As my wife spreads all the newspapers, piled up over months, before him, he bundles them into separate packs and then lifts each pack with a hook attached to a small weighing machine.

As my wife spreads all the newspapers, piled up over months, before him, he bundles them into separate packs and then lifts each pack with a hook attached to a small weighing machine. He then offers my wife some money at the rate he fixes for the raddi, puts all the packs in a gunny bag and quietly leaves.
It has been around six years since the raddiwala first came to my house, but I did not have much interaction with him. It was up to my wife to deal with the man of short height—clearly a result of malnutrition in childhood—dressed in an oversized shirt and a lungi folded up at the knees.

On his recent visit, my wife was not home and I had to attend to him. I dumped all old newspapers before him. As he got busy, I tried to strike up a conversation. He mumbled a name I couldn’t get, but it was a Muslim name. The 32-year-old hails from a village in West Bengal, “15 minutes” away from Kharagpur by local train, and has been working as a collector of old newspapers in Bhubaneswar for over a decade.

He had to leave his village because the little patch of land his family owned was not productive and there was no job. He left behind his wife and two children in the village because his wage of around `200 per day was not enough to bring them to Bhubaneswar. The owner of the godown, where he deposits the old newspapers, has kindly allowed him to stay in the premises.

“I visit my family every two months,” he said. “I will go back for good to start a small business after saving enough.” As he kept talking while tying the papers, I clicked his picture on my mobile phone.
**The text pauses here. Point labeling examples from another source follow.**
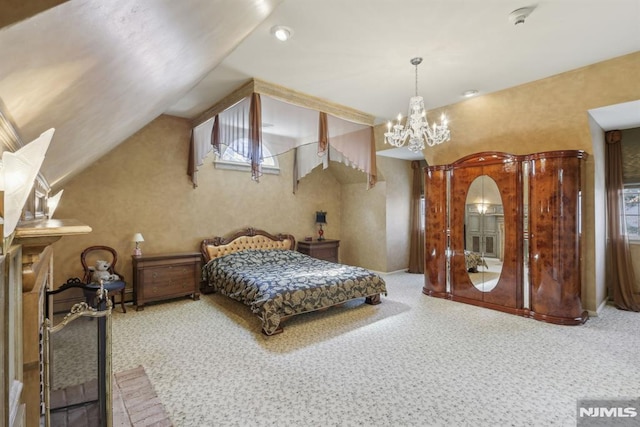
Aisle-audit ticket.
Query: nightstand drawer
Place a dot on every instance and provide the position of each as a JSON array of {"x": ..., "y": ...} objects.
[
  {"x": 159, "y": 277},
  {"x": 321, "y": 249}
]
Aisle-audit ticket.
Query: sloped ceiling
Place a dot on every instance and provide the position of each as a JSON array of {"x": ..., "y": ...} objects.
[{"x": 98, "y": 71}]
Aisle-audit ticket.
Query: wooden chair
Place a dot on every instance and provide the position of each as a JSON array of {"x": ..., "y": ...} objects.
[{"x": 110, "y": 255}]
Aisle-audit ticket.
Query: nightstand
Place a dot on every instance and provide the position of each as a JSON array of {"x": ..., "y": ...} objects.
[
  {"x": 322, "y": 249},
  {"x": 164, "y": 276}
]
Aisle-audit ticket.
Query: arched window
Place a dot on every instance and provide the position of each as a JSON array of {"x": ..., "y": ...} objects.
[{"x": 230, "y": 159}]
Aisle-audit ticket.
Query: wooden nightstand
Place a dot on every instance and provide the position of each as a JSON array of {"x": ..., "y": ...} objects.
[
  {"x": 322, "y": 249},
  {"x": 164, "y": 276}
]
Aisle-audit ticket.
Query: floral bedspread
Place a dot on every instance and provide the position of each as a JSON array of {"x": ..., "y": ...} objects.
[
  {"x": 473, "y": 260},
  {"x": 278, "y": 283}
]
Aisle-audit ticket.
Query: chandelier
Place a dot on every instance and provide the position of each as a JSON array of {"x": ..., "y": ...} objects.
[{"x": 417, "y": 130}]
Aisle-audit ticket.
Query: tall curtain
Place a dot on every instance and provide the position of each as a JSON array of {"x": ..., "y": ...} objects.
[
  {"x": 416, "y": 246},
  {"x": 621, "y": 275}
]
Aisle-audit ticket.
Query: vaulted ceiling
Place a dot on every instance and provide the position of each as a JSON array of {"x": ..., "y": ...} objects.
[{"x": 98, "y": 71}]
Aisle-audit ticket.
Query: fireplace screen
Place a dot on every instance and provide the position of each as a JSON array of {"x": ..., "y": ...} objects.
[{"x": 77, "y": 364}]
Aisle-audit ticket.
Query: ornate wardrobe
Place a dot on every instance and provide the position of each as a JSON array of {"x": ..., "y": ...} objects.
[{"x": 503, "y": 232}]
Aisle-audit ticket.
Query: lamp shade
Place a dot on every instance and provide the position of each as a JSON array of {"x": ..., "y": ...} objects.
[
  {"x": 17, "y": 176},
  {"x": 321, "y": 217}
]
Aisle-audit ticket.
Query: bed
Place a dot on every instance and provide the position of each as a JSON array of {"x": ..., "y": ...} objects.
[
  {"x": 473, "y": 260},
  {"x": 264, "y": 272}
]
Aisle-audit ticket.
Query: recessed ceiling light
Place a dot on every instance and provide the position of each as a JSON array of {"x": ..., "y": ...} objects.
[{"x": 281, "y": 32}]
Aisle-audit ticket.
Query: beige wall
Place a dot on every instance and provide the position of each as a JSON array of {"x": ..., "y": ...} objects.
[
  {"x": 142, "y": 186},
  {"x": 545, "y": 115}
]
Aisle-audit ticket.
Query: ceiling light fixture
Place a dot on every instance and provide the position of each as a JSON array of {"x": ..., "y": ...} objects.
[
  {"x": 281, "y": 32},
  {"x": 417, "y": 129},
  {"x": 518, "y": 16}
]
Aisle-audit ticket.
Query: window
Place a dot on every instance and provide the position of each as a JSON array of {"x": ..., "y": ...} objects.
[
  {"x": 632, "y": 210},
  {"x": 230, "y": 159}
]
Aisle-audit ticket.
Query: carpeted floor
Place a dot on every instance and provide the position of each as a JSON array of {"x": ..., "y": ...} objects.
[{"x": 411, "y": 361}]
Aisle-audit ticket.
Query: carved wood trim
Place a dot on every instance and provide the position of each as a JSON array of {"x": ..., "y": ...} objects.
[{"x": 287, "y": 95}]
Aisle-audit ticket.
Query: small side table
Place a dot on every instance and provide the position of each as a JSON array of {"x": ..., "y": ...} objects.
[
  {"x": 165, "y": 276},
  {"x": 322, "y": 249}
]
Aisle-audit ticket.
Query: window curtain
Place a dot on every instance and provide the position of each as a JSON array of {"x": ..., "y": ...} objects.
[
  {"x": 621, "y": 275},
  {"x": 416, "y": 245},
  {"x": 199, "y": 147}
]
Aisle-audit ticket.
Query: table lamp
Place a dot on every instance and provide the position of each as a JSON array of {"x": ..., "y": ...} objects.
[{"x": 321, "y": 219}]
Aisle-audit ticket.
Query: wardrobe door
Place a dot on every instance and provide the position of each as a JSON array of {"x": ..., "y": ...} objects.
[
  {"x": 486, "y": 255},
  {"x": 436, "y": 231},
  {"x": 554, "y": 239}
]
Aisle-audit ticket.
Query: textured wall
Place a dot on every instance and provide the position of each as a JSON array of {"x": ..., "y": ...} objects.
[{"x": 142, "y": 186}]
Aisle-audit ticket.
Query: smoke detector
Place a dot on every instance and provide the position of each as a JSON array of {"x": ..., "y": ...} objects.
[{"x": 518, "y": 16}]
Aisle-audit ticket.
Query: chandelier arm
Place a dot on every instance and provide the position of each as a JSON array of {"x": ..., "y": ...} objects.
[{"x": 416, "y": 128}]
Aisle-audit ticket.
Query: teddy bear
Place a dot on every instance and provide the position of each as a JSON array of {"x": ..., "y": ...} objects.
[{"x": 101, "y": 272}]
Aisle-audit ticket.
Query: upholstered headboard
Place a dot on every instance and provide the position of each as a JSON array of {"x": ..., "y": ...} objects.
[{"x": 249, "y": 238}]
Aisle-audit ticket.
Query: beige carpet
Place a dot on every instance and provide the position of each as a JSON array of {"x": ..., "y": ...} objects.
[
  {"x": 135, "y": 402},
  {"x": 413, "y": 360}
]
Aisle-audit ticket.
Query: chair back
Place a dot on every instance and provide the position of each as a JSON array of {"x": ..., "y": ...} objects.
[{"x": 90, "y": 255}]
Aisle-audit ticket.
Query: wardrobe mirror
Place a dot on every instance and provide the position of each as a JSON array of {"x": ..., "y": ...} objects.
[{"x": 484, "y": 233}]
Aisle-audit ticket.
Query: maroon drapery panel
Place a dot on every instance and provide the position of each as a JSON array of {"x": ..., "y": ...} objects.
[
  {"x": 416, "y": 245},
  {"x": 323, "y": 133},
  {"x": 621, "y": 280},
  {"x": 255, "y": 136}
]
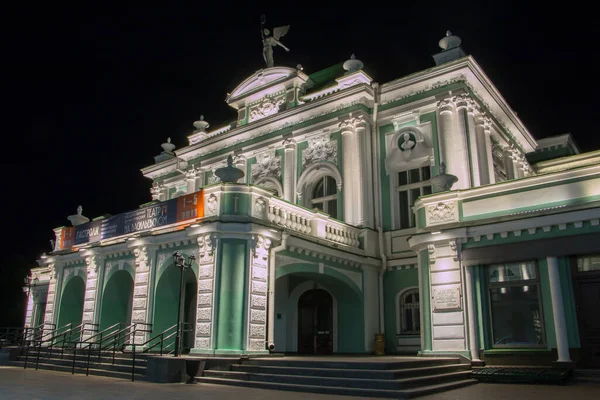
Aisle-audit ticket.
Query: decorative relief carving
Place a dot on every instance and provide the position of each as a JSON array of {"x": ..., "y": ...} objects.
[
  {"x": 441, "y": 212},
  {"x": 206, "y": 271},
  {"x": 204, "y": 314},
  {"x": 258, "y": 301},
  {"x": 257, "y": 331},
  {"x": 320, "y": 148},
  {"x": 257, "y": 344},
  {"x": 258, "y": 316},
  {"x": 260, "y": 206},
  {"x": 205, "y": 285},
  {"x": 267, "y": 165},
  {"x": 268, "y": 106},
  {"x": 261, "y": 249},
  {"x": 203, "y": 329},
  {"x": 206, "y": 248}
]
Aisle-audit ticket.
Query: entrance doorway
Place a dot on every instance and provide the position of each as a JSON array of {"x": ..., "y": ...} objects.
[
  {"x": 315, "y": 322},
  {"x": 586, "y": 274}
]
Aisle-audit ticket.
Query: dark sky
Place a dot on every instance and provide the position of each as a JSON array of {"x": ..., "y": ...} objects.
[{"x": 93, "y": 88}]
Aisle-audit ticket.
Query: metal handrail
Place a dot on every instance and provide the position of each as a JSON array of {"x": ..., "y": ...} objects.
[{"x": 64, "y": 336}]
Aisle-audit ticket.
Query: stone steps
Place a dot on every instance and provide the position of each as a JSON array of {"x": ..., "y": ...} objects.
[
  {"x": 60, "y": 360},
  {"x": 398, "y": 379}
]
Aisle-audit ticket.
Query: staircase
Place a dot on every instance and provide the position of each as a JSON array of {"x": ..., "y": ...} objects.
[
  {"x": 57, "y": 359},
  {"x": 398, "y": 377}
]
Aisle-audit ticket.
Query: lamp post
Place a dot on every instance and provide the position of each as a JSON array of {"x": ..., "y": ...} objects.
[{"x": 180, "y": 262}]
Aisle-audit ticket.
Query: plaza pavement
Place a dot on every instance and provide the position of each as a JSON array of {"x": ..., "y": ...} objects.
[{"x": 17, "y": 383}]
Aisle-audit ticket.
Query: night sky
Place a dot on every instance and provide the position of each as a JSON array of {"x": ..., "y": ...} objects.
[{"x": 93, "y": 89}]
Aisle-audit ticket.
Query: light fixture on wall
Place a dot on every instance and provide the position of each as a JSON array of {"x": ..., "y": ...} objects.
[{"x": 180, "y": 261}]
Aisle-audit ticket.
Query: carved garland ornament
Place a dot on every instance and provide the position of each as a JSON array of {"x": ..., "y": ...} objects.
[
  {"x": 267, "y": 165},
  {"x": 320, "y": 148}
]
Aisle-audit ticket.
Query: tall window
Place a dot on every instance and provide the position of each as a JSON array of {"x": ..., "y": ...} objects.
[
  {"x": 515, "y": 305},
  {"x": 410, "y": 320},
  {"x": 411, "y": 185},
  {"x": 324, "y": 196}
]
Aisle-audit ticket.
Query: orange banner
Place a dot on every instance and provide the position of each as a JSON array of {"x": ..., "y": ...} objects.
[{"x": 190, "y": 206}]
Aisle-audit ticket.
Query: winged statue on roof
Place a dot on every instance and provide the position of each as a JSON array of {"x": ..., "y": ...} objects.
[{"x": 270, "y": 41}]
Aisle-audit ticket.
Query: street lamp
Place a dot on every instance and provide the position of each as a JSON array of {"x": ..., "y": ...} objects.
[{"x": 179, "y": 259}]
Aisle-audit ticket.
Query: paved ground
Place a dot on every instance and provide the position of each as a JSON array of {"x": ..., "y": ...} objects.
[{"x": 17, "y": 383}]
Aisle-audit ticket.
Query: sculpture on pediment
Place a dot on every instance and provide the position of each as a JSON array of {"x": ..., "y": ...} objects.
[{"x": 270, "y": 41}]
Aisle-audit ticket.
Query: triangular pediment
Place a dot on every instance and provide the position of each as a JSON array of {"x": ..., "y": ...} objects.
[{"x": 264, "y": 82}]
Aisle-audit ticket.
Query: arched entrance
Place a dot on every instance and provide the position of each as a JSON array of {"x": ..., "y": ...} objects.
[
  {"x": 116, "y": 300},
  {"x": 71, "y": 303},
  {"x": 315, "y": 322},
  {"x": 166, "y": 302}
]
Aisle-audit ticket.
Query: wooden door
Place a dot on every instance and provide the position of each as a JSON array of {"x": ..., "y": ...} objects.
[{"x": 315, "y": 322}]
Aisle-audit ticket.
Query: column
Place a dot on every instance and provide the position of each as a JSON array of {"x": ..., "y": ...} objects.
[
  {"x": 447, "y": 307},
  {"x": 560, "y": 325},
  {"x": 257, "y": 284},
  {"x": 465, "y": 106},
  {"x": 361, "y": 160},
  {"x": 348, "y": 176},
  {"x": 205, "y": 314},
  {"x": 453, "y": 146},
  {"x": 371, "y": 306},
  {"x": 471, "y": 313},
  {"x": 190, "y": 179},
  {"x": 51, "y": 300},
  {"x": 289, "y": 174},
  {"x": 144, "y": 258},
  {"x": 230, "y": 296},
  {"x": 89, "y": 302}
]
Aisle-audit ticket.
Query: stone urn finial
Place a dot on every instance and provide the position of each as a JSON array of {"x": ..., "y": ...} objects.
[
  {"x": 229, "y": 174},
  {"x": 443, "y": 182},
  {"x": 78, "y": 219}
]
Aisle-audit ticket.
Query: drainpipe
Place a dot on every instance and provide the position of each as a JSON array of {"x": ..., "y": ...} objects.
[
  {"x": 271, "y": 293},
  {"x": 377, "y": 200}
]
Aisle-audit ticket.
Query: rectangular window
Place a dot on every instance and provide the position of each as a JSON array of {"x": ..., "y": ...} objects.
[
  {"x": 515, "y": 305},
  {"x": 588, "y": 263},
  {"x": 411, "y": 185}
]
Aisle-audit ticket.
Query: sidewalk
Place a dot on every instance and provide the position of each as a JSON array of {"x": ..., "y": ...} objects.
[{"x": 17, "y": 383}]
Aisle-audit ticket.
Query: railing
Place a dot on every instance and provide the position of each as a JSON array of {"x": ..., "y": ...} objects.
[{"x": 57, "y": 337}]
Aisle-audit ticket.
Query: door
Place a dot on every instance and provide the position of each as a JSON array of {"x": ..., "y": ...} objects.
[
  {"x": 315, "y": 322},
  {"x": 587, "y": 298}
]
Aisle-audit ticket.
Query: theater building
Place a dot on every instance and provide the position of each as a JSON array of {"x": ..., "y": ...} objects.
[{"x": 422, "y": 209}]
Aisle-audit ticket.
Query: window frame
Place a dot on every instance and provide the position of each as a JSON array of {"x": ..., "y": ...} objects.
[
  {"x": 516, "y": 283},
  {"x": 408, "y": 188},
  {"x": 400, "y": 302},
  {"x": 325, "y": 200}
]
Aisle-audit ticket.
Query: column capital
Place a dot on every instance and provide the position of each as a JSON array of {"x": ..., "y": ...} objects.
[{"x": 446, "y": 106}]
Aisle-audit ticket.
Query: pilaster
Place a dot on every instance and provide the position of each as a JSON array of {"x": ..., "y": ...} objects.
[
  {"x": 144, "y": 260},
  {"x": 289, "y": 175},
  {"x": 205, "y": 314},
  {"x": 257, "y": 289}
]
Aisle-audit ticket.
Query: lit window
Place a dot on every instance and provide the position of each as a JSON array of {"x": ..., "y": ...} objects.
[
  {"x": 324, "y": 196},
  {"x": 515, "y": 305},
  {"x": 410, "y": 186},
  {"x": 588, "y": 263},
  {"x": 409, "y": 310}
]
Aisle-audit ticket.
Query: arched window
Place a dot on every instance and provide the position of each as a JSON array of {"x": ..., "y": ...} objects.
[
  {"x": 409, "y": 313},
  {"x": 324, "y": 195}
]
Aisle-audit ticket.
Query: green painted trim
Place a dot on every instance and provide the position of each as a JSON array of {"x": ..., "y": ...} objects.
[
  {"x": 554, "y": 231},
  {"x": 386, "y": 210},
  {"x": 426, "y": 329},
  {"x": 422, "y": 95},
  {"x": 231, "y": 295},
  {"x": 569, "y": 202},
  {"x": 568, "y": 294}
]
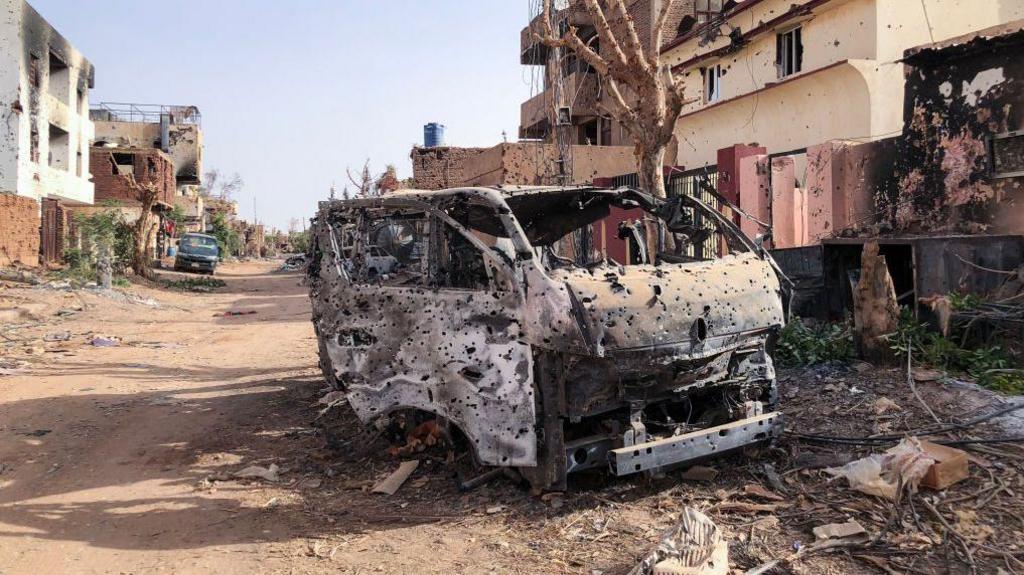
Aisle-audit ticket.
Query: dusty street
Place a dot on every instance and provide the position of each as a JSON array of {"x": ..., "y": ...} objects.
[{"x": 120, "y": 459}]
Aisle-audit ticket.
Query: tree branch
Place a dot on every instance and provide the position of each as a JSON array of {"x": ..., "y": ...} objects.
[{"x": 630, "y": 32}]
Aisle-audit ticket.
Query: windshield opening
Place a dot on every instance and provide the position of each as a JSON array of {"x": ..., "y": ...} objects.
[
  {"x": 624, "y": 227},
  {"x": 199, "y": 245}
]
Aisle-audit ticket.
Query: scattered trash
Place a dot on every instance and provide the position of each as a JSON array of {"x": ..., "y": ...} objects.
[
  {"x": 425, "y": 435},
  {"x": 699, "y": 473},
  {"x": 270, "y": 474},
  {"x": 884, "y": 475},
  {"x": 332, "y": 398},
  {"x": 693, "y": 546},
  {"x": 950, "y": 466},
  {"x": 922, "y": 374},
  {"x": 100, "y": 342},
  {"x": 839, "y": 530},
  {"x": 235, "y": 313},
  {"x": 884, "y": 404},
  {"x": 398, "y": 477},
  {"x": 756, "y": 490}
]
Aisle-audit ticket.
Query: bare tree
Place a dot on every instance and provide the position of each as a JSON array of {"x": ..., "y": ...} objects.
[
  {"x": 645, "y": 97},
  {"x": 365, "y": 183},
  {"x": 146, "y": 194},
  {"x": 220, "y": 186}
]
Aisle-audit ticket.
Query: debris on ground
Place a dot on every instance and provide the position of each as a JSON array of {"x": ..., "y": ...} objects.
[
  {"x": 393, "y": 482},
  {"x": 699, "y": 473},
  {"x": 693, "y": 546},
  {"x": 950, "y": 466},
  {"x": 104, "y": 342},
  {"x": 887, "y": 474},
  {"x": 271, "y": 474},
  {"x": 235, "y": 313},
  {"x": 839, "y": 530}
]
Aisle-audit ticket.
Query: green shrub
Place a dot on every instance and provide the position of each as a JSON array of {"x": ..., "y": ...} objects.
[{"x": 800, "y": 344}]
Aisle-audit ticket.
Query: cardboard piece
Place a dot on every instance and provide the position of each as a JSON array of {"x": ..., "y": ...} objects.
[
  {"x": 394, "y": 481},
  {"x": 950, "y": 466}
]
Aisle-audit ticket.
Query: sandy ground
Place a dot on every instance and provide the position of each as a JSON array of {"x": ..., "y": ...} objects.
[{"x": 119, "y": 459}]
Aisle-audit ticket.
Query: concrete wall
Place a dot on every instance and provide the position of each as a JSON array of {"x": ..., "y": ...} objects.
[
  {"x": 851, "y": 83},
  {"x": 18, "y": 230},
  {"x": 45, "y": 127},
  {"x": 514, "y": 164},
  {"x": 148, "y": 166},
  {"x": 184, "y": 144},
  {"x": 957, "y": 97}
]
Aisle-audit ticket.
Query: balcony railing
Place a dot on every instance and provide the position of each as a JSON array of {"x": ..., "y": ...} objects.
[{"x": 144, "y": 114}]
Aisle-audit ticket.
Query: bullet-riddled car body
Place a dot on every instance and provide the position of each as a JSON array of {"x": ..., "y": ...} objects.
[{"x": 502, "y": 317}]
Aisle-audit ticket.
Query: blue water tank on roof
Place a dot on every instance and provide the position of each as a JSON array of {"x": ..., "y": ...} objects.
[{"x": 433, "y": 135}]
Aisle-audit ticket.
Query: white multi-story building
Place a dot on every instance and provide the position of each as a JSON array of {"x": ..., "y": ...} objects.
[{"x": 45, "y": 130}]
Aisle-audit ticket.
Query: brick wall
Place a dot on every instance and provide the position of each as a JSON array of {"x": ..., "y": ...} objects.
[
  {"x": 438, "y": 168},
  {"x": 148, "y": 166},
  {"x": 18, "y": 230}
]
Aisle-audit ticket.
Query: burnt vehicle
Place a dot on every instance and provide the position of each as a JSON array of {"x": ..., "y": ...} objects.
[{"x": 502, "y": 318}]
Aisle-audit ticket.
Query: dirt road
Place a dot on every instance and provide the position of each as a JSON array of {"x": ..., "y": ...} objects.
[
  {"x": 121, "y": 459},
  {"x": 103, "y": 449}
]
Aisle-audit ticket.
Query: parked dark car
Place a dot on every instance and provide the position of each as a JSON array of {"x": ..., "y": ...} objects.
[{"x": 197, "y": 252}]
Suddenly, his body language changed. “No photograph, please?” he said, politely but firmly. In the next instant, however, he profusely apologised to me. Perhaps my bewildered look made him think he had offended me and owed me an explanation.

Once, he said, someone took his picture which then appeared later in a small newspaper along with a write-up. Few days later, a group of youth accosted him, accusing him of being a Bangladeshi and snatched a week’s income away from his pocket. They kept extorting him for another week till ‘babu’ (godown owner) came to his rescue and informed the cops.

“Sir, I am as Indian as anyone else,” he said emphatically, voice choked with emotion. “But poor people like us are easy targets. We have to be extra careful these days. If something happens to me here, my family will starve.” As I scrambled for words to comfort him, he silently collected all his raddi, put some money on my hand and left. I deleted his picture from the mobile the moment he left. Some Indians are better off being invisible.